As far as I know, yes. https://arxiv.org/abs/2210.17323

"Specifically, GPTQ can quantize GPT models with 175 billion parameters in approximately four GPU hours, reducing the bitwidth down to 3 or 4 bits per weight, with negligible accuracy degradation relative to the uncompressed baseline."

This would be 175 billion 3 bit weights instead of 175 billion 16 (or 32!) bit weights. It massively reduces the size of the model. It makes loading it in ram on consumer computers feasible. The number of parameters stays the same.

rnosov · on March 20, 2023

> https://arxiv.org/abs/2210.17323

I've read the paper and to be honest I'm not sure what to make of it. Their headline benchmark is perplexity on WikiText2 which would not be particularly relevant to most users. If you look at the tables in the appendix A.4 with some more relevant benchmarks you'll sometimes find that straight RTN 4 bit quantisation beats both GPTQ and even full 16 bit original! No explanation of it is given in the paper.
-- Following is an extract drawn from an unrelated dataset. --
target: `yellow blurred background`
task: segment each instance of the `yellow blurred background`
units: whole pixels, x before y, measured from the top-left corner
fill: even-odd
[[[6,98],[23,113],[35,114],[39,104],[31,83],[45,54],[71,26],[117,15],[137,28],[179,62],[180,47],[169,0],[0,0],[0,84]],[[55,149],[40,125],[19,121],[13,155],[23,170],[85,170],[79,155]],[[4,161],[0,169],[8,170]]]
sebzim4500 · on March 20, 2023

Some of those benchmarks have a pretty small sample size IIRC, might just be coincidence that the noise introduced by RTN just happens to slightly improve them.

GPTQ beats RTN on almost every benchmark at almost every size, though.

coeneedell · on March 20, 2023

I wonder if reducing the bit depth of parameters like we have been acts as a normalization feature in these huge deep models.

rcme · on March 20, 2023

The number of parameters stays the same, but the amount of information encodable by those parameters is not the same.

thomasahle · on March 20, 2023

But they have to expand it back out to actually use it, right? Or does NVIDIA support 3 bit matrix mult?

DrJosiah · on March 20, 2023

It might have been a typo, as the current llama.cpp / alpaca.cpp included quantizers default to 4 bits.